Keputusan itu menegaskan keabsahan dakwaan yang diajukan oleh Jaksa Penuntut Umum (JPU), sehingga proses peradilan dapat maju ke tahap pemeriksaan bukti.

“Dengan penolakan terhadap keberatan tersebut, pengadilan menilai dakwaan JPU sebagai valid baik secara bentuk maupun isi. Ini membuktikan bahwa kasus ini memang mencakup unsur pidana yang nyata, bukan hanya upaya untuk menekan secara tidak sah,” kata Rully saat berbicara dengan wartawan di Tangerang, Kamis (16/10/2025).

Dalam sidang yang dihelat pada Rabu (15/10/2025), terungkap bahwa surat dakwaan terhadap kedua terdakwa, yakni Andreas Tarmudi dan Januaris Siagian, telah disusun secara rinci, jelas, dan selaras dengan aturan dalam Kitab Undang-Undang Hukum Acara Pidana (KUHAP).
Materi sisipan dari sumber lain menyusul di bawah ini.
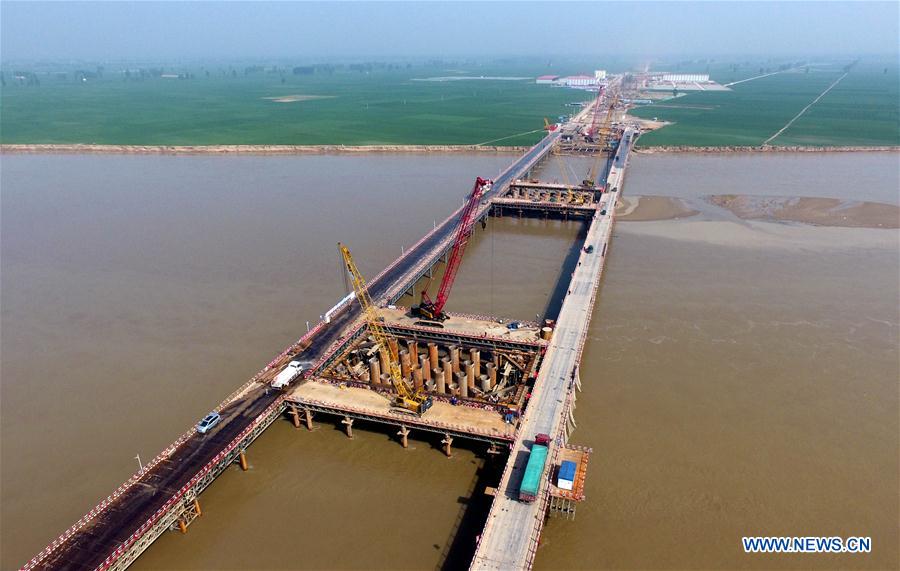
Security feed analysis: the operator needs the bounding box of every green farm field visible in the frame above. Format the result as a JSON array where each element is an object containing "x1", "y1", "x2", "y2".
[
  {"x1": 0, "y1": 68, "x2": 589, "y2": 146},
  {"x1": 632, "y1": 64, "x2": 900, "y2": 147}
]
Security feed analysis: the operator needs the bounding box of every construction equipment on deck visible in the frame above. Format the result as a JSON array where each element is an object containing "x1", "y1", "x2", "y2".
[
  {"x1": 552, "y1": 148, "x2": 576, "y2": 204},
  {"x1": 543, "y1": 117, "x2": 558, "y2": 132},
  {"x1": 339, "y1": 242, "x2": 433, "y2": 416},
  {"x1": 583, "y1": 87, "x2": 605, "y2": 142},
  {"x1": 583, "y1": 91, "x2": 620, "y2": 188},
  {"x1": 414, "y1": 177, "x2": 492, "y2": 322}
]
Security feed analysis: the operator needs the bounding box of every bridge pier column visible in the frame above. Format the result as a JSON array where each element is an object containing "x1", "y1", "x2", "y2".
[
  {"x1": 289, "y1": 403, "x2": 301, "y2": 428},
  {"x1": 442, "y1": 434, "x2": 453, "y2": 458},
  {"x1": 487, "y1": 443, "x2": 502, "y2": 457},
  {"x1": 194, "y1": 498, "x2": 202, "y2": 517},
  {"x1": 239, "y1": 450, "x2": 248, "y2": 471},
  {"x1": 178, "y1": 520, "x2": 188, "y2": 534},
  {"x1": 342, "y1": 416, "x2": 354, "y2": 439},
  {"x1": 305, "y1": 408, "x2": 314, "y2": 431},
  {"x1": 397, "y1": 425, "x2": 410, "y2": 449}
]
Majelis hakim menyatakan tidak ada dasar yang memadai untuk menghapus dakwaan, sehingga agenda selanjutnya akan mencakup pemeriksaan saksi dan pengumpulan bukti lebih lanjut.

Rully menjelaskan bahwa laporan pidana dari Abadi Tjendera didasarkan pada sertifikat kepemilikan tanah yang resmi, yang terdaftar di Badan Pertanahan Nasional (BPN) dan diperoleh melalui transaksi jual beli yang divalidasi oleh Pejabat Pembuat Akta Tanah (PPAT).

“Di sisi lain, terdakwa hanya bergantung pada dokumen pelepasan hak tanah dan kuasa dari tahun 2000. Mereka telah menduduki, membangun, memagari, serta menyewakan lahan itu tanpa izin dari pemilik yang sah,” jelasnya.

Menurut Rully, aksi penguasaan lahan tanpa wewenang tersebut jelas termasuk dalam kategori pelanggaran hukum pidana, bukan sekadar perselisihan perdata seperti yang dituduhkan oleh terdakwa. Ia menganggap klaim perdata tersebut sebagai strategi untuk menyimpangkan fokus dari realitas hukum yang sebenarnya.

“Apabila setiap pelanggaran atas hak kepemilikan dianggap sebagai masalah perdata saja, maka para pelaku kejahatan tanah akan dengan mudah lolos dari sanksi pidana,” katanya.

Selain itu, Rully menyayangkan semakin banyaknya narasi kriminalisasi yang beredar di media sosial, karena hal itu berpotensi memanipulasi pendapat masyarakat dan mengganggu kemandirian lembaga penegak hukum.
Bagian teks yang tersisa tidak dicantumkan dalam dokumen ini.